‘We will reduce our debt by half by next Diwali'

Moumita Bakshi Chatterjee Updated - October 15, 2011 at 09:49 PM.

Mr Amit Sarin of Anant Raj Industries

Anant Raj Industries Ltd, a real estate developer in North India, has re-entered the residential market in the last two years. It raised debt to buy land at lower rates during this period, a strategy that CEO and Director Mr Amit Sarin says has worked in its favour.

Now that land buying is nearly done, the top priority for the company is to trim its debt, currently slightly less than Rs 1,000 crore. The company wants to cut the borrowing by half in the next one year and revert to a zero-debt status in two years.

In a free-wheeling chat, Mr Sarin talks about the debt reduction plans, and effect of the land acquisition Bill on land buying strategy.

What led to the shift in strategy and entry into the residential segment?

Till two years back, our focus was mainly commercial. Today, the company has about 5.5 million sq ft (msf) of commercial space, which is ready. About 60 per cent of this is leased out and balance is getting leased. Two years ago, we saw an opportunity to come back into residential. Back then, things were not so good. So, buying land was a fantastic opportunity.

Fortunately, at that time, we were sitting on cash. The company had about Rs 500 crore of cash in bank and a Net Asset Value of Rs 3,200 crore, with zero debt. We decided to leverage our balance sheet. In the past one-and-half year , we spent Rs 860 crore on land acquisition.

Our peak debt was Rs 1,250 crore, but we reduced the debt earlier this fiscal, and brought it to below Rs 1,000 crore. Today, the land buying is almost done. The company has launched three residential projects in the market. These are projects in Manesar, Gurgaon and Neemrana. These projects are on the land parcels we had acquired recently. So, the land prices here are low.

How do you plan to reduce your debt this fiscal?

The total debt is less than Rs 1,000 crore. As far as the ratio goes, we are comfortable.

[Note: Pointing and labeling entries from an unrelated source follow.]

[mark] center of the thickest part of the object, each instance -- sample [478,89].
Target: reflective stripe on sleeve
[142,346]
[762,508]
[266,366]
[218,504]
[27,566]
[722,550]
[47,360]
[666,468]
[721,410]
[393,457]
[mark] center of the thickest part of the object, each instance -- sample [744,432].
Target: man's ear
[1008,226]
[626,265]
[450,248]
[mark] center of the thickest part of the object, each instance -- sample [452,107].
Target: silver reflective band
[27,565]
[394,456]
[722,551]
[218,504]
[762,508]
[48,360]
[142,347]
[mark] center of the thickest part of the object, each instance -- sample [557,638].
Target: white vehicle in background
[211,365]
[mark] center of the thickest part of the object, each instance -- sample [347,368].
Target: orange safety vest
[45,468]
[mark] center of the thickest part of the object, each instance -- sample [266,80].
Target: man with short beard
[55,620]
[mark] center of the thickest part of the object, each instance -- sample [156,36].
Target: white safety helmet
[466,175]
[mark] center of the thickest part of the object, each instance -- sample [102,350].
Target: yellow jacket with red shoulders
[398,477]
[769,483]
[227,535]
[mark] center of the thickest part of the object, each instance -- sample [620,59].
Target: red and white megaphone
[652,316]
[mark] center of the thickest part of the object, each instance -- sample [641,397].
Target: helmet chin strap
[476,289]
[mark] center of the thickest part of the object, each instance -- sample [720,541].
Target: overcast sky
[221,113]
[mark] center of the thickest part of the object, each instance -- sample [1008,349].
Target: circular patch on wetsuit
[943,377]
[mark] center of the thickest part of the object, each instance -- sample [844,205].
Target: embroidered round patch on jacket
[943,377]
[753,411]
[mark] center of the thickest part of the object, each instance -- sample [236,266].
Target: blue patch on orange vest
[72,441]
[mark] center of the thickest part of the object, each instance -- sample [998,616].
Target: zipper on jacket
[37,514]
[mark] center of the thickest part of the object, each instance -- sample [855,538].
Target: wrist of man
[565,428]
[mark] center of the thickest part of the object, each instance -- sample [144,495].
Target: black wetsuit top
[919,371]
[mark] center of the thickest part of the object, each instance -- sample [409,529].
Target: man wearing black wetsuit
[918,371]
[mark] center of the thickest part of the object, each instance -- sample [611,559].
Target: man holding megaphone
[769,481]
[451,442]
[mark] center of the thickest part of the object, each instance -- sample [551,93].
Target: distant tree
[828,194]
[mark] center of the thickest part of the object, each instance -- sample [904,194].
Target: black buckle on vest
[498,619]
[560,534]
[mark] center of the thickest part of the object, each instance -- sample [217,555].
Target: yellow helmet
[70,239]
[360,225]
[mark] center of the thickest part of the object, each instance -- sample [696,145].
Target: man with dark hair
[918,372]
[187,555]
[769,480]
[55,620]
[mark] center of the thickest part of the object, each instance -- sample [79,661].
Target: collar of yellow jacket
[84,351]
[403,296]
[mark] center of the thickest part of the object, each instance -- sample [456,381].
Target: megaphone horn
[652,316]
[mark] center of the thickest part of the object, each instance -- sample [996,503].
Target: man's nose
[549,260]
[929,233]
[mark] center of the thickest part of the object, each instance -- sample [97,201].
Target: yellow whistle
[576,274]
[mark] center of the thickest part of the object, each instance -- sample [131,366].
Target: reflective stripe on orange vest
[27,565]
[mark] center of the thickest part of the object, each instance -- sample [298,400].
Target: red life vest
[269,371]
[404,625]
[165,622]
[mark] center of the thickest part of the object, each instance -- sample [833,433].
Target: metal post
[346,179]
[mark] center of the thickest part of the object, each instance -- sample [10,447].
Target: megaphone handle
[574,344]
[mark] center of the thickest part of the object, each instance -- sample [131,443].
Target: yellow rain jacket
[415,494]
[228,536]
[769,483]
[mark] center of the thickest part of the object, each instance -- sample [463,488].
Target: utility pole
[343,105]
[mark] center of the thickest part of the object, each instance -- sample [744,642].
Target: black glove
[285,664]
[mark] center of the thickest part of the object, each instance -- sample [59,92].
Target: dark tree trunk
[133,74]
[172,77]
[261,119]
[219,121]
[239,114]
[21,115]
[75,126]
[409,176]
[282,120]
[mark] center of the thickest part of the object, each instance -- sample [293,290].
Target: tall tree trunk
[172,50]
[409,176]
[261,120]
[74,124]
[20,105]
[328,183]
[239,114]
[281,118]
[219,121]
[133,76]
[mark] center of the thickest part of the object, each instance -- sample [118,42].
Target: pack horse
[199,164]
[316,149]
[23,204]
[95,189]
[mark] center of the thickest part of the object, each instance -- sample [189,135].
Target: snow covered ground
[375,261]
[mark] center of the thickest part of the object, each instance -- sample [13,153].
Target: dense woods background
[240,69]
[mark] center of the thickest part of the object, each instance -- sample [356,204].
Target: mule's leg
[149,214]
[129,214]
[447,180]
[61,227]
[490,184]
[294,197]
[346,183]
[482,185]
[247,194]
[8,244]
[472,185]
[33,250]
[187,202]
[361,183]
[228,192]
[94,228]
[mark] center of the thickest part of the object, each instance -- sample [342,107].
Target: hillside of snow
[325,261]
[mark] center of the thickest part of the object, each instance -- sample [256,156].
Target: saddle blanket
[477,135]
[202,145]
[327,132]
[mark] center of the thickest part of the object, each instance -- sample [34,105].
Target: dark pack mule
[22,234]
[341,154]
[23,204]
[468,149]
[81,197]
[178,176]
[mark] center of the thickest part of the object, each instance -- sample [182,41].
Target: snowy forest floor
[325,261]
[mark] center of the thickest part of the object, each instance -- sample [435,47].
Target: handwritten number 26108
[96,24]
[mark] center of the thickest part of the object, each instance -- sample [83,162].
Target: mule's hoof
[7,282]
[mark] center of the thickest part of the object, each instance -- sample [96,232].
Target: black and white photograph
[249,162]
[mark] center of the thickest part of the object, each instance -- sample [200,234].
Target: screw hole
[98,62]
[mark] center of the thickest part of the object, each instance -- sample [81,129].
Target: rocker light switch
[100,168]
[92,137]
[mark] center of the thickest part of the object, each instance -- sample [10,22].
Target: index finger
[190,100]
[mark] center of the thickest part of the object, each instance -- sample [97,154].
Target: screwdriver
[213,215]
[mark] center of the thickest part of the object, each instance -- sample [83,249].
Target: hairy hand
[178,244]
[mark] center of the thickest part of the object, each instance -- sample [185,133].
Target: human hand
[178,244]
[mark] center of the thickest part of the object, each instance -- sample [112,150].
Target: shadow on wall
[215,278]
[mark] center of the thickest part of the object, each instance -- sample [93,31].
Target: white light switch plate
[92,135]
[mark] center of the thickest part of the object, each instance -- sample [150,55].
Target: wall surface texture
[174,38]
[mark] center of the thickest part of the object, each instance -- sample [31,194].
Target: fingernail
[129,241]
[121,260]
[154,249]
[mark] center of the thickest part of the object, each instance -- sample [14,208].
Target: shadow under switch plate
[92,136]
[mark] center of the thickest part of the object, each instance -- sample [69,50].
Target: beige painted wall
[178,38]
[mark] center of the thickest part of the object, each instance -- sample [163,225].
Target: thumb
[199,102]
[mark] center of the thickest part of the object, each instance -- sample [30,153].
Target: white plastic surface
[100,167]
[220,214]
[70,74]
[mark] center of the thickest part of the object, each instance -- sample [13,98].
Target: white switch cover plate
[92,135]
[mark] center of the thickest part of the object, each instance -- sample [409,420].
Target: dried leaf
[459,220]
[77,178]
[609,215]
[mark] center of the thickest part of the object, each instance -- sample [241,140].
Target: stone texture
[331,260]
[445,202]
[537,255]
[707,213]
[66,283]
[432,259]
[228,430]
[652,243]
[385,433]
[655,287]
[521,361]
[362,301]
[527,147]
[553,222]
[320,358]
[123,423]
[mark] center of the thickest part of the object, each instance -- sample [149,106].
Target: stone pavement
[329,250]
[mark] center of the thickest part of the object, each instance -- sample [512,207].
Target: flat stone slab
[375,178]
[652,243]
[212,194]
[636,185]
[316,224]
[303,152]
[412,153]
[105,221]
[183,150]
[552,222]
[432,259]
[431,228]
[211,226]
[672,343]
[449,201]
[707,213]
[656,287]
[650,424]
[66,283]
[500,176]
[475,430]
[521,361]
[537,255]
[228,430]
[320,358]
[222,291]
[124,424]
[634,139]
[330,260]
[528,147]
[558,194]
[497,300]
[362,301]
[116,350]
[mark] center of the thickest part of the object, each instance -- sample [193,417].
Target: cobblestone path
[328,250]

By 2012 Diwali, we will cut this debt to half. By 2013, the company will be back to zero-debt status. We have comfortable cash flows and are fully funded now.

What is the proportion of commercial to residential inflow?

In the past two years, we have reduced the commercial focus. In the commercial portfolio, we have 5.5 msf ready and another two msf in the pipeline. So, by the end of next year, we will have about 7.5 msf of commercial space. Today, commercial is going through a bad phase and leasing out is not that easy. So, we have deliberately slowed the commercial focus and are coming back into residential.

In the financial year, about 30-40 per cent of our revenue will come from commercial rentals and the balance from residential. Among the rental properties, we have office space in Manesar. We have an IT SEZ in Rai, Haryana which is getting ready. We also have a mall in the NCR region. We have five hotels, leased out to various hospitality chains.

But the way the pipeline for land bank is planned, the residential portfolio will be almost 80 per cent (of total inflows) in the next 3-4 years.

What is the current land bank?

The exploitable land bank is 1,250 acres. Of this, around 175 acres is now ready for launch. This particular parcel has been acquired recently in Gurgaon. We will use it for a township project to be launched by the end of 2011. Our target audience for this project is upper middle income customers and premium customers. Being local is our biggest strength. Unless you are a local player, you will not know what kind of demand and supply, and downsides are involved.

What is the cost implication of the land acquisition Bill for you?

For three of our projects, the land acquisition is complete. In the fourth project (the yet-to-be-launched project in Gurgaon), we are 95 per cent done with buying of land. There is no obligation on the company to buy the balance five per cent, if there is any problem. The main aim now is to reduce debt and we will comfortably do it. Unless we see a fantastic opportunity, our land buying is complete.